Negozi ancora chiusi
I 55 punti vendita di Mercatone Uno sparsi in tutta Italia restano chiusi dopo fallimento decretato dal tribunale di Milano della Shernon holding, che nell’estate dello scorso anno aveva rilevato il marchio dell’arredamento di Imola. Sul sito dell’azienda campeggia la scritta: “Ci scusiamo per l’inconveniente. Il nostro sito è attualmente offline. Grazie per la comprensione“.
Intanto in campo è scesa anche la regione Emilia-Romagna che, al termine dell’incontro di ieri con i sindacati, scrive: “Al Governo la richiesta degli ammortizzatori e dell’amministrazione straordinaria. Continuità aziendale, fondi regionali per la formazione”. Una fallimento che per l’Emilia-Romagna significa circa 450 lavoratori, 10 punti vendita cui si aggiungono la sede della logistica a San Giorgio Piano (Bo) e la centrale di Imola.
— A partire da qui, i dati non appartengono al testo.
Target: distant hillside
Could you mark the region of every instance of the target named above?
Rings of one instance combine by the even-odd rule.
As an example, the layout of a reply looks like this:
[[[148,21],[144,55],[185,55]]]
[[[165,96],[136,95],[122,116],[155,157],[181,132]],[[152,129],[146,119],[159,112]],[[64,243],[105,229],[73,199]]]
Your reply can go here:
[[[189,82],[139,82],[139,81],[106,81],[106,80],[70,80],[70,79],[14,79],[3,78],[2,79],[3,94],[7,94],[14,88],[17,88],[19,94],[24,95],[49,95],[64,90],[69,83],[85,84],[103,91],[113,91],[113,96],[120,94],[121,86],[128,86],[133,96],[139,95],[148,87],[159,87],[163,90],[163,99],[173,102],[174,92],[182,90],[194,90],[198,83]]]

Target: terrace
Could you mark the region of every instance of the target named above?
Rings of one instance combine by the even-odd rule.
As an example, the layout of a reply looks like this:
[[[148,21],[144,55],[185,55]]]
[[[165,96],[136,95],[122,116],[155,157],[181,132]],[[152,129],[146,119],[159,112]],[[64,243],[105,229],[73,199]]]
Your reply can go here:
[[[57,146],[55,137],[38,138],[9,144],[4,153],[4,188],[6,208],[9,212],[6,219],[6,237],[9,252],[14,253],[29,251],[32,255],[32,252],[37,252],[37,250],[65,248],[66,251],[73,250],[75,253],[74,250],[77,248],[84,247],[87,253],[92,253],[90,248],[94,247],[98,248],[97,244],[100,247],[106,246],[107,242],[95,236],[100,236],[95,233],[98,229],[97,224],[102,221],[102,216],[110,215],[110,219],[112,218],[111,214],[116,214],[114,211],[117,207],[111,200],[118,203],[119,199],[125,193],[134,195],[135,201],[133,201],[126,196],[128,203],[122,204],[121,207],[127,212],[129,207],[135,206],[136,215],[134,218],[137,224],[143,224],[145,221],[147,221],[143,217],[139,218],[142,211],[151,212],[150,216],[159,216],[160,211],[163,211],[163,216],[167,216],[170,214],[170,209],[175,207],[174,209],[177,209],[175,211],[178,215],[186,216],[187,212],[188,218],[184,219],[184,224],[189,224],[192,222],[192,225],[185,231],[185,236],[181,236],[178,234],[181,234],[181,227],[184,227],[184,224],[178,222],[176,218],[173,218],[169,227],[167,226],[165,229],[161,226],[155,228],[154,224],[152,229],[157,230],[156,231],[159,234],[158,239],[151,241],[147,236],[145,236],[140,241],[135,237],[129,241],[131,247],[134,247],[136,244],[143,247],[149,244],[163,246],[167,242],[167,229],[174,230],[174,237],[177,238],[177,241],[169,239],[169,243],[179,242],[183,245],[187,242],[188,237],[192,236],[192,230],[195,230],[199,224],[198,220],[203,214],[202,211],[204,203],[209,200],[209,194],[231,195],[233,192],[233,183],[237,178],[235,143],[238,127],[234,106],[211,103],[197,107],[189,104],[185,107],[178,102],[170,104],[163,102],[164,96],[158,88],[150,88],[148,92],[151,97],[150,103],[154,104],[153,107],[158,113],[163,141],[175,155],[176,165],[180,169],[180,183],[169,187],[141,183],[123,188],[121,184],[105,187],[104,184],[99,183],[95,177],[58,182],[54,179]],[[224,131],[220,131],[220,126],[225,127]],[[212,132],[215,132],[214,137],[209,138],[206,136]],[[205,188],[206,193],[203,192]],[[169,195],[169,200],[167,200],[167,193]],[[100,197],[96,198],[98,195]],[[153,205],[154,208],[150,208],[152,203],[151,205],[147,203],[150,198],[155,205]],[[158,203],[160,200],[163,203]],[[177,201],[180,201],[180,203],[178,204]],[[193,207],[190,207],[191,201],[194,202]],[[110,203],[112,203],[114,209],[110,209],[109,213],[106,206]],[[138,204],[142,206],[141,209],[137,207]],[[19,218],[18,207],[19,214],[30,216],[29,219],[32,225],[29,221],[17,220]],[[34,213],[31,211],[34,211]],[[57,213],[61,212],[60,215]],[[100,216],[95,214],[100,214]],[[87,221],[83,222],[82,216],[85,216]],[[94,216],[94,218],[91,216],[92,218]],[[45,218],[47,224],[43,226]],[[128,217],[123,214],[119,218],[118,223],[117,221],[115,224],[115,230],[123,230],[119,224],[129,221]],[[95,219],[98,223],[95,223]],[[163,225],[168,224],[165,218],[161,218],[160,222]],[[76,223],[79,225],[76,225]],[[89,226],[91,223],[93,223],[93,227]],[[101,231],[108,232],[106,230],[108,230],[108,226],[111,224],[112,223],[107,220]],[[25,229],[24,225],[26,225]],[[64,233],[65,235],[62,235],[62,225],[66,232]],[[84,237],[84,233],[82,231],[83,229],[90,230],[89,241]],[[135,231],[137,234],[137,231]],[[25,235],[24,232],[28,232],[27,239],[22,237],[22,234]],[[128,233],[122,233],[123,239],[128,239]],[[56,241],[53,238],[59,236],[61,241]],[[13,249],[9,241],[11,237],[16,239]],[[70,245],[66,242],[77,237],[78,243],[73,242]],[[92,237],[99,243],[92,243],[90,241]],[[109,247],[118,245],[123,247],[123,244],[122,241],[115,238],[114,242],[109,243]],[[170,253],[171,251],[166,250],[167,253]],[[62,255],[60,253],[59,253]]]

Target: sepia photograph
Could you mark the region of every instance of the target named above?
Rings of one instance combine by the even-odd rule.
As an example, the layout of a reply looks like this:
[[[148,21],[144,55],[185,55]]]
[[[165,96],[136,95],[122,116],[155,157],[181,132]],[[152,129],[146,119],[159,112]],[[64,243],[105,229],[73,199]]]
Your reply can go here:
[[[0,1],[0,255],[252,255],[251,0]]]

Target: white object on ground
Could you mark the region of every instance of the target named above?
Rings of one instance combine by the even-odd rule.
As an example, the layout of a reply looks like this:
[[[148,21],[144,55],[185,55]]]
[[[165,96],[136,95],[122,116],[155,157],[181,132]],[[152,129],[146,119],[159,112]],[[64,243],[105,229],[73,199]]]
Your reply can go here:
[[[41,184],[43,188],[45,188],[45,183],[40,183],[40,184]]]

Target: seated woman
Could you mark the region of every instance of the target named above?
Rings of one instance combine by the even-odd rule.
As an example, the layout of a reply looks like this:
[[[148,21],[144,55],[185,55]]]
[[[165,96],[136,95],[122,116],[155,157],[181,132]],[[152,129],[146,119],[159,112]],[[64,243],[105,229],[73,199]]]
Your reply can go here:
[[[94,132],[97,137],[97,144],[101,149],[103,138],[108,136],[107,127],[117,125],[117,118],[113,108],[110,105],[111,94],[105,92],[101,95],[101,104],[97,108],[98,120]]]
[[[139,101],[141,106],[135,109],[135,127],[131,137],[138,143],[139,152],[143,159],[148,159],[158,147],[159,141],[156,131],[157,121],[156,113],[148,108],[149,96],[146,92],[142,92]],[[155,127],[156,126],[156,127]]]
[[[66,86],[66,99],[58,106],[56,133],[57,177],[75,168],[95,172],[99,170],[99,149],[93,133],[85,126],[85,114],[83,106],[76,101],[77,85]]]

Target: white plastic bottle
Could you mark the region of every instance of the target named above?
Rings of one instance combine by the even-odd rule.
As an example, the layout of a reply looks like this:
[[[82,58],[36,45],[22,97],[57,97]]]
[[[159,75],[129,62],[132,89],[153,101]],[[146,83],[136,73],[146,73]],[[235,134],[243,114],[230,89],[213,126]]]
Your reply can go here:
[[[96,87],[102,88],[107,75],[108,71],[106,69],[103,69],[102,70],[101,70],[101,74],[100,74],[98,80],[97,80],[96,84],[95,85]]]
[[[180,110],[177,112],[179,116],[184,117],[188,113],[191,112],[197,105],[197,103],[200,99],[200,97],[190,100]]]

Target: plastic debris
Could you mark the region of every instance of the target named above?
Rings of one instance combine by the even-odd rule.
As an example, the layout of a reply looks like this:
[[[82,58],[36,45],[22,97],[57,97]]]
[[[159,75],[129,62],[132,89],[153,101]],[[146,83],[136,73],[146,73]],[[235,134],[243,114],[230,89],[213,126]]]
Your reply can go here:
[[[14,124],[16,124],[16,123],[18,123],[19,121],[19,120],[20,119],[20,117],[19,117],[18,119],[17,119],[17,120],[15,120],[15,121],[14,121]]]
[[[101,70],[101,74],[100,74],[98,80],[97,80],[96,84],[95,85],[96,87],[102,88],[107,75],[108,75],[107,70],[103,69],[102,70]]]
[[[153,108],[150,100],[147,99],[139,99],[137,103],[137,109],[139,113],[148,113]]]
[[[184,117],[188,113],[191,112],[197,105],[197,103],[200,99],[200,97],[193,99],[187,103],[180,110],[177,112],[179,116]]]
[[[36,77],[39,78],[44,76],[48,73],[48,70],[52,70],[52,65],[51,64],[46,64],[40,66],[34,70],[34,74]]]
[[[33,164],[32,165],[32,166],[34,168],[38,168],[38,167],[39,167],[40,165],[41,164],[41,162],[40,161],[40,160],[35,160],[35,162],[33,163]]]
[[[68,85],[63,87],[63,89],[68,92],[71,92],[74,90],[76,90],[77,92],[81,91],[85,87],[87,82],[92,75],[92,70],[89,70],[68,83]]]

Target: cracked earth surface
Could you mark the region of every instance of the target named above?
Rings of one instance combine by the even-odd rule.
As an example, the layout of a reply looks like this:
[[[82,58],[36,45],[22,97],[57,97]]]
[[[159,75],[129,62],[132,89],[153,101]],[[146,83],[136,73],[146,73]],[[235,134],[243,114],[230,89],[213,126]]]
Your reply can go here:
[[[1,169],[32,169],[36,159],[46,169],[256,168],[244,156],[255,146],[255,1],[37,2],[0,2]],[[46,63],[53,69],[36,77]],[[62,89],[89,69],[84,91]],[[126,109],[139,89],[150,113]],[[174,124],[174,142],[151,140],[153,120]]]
“Per la tutela dei posti di lavoro si attende una rapida pronuncia da parte del Tribunale di Bologna sulla retrocessione del compendio aziendale dalla Shernon, che consentirebbe la riapertura della procedura di amministrazione straordinaria – si legge nella nota -. Dalla riunione è inoltre emersa la richiesta al Governo, perché una volta ottenuta la retrocessione agisca immediatamente affinché si attivino gli ammortizzatori sociali e l’amministrazione straordinaria per la riapertura dei punti vendita (rendendo disponibili anche le risorse necessarie), così da mantenere il valore delle attività commerciali per rilanciare il marchio. Tutto questo con l’individuazione di nuovi acquirenti che presentino un piano industriale credibile.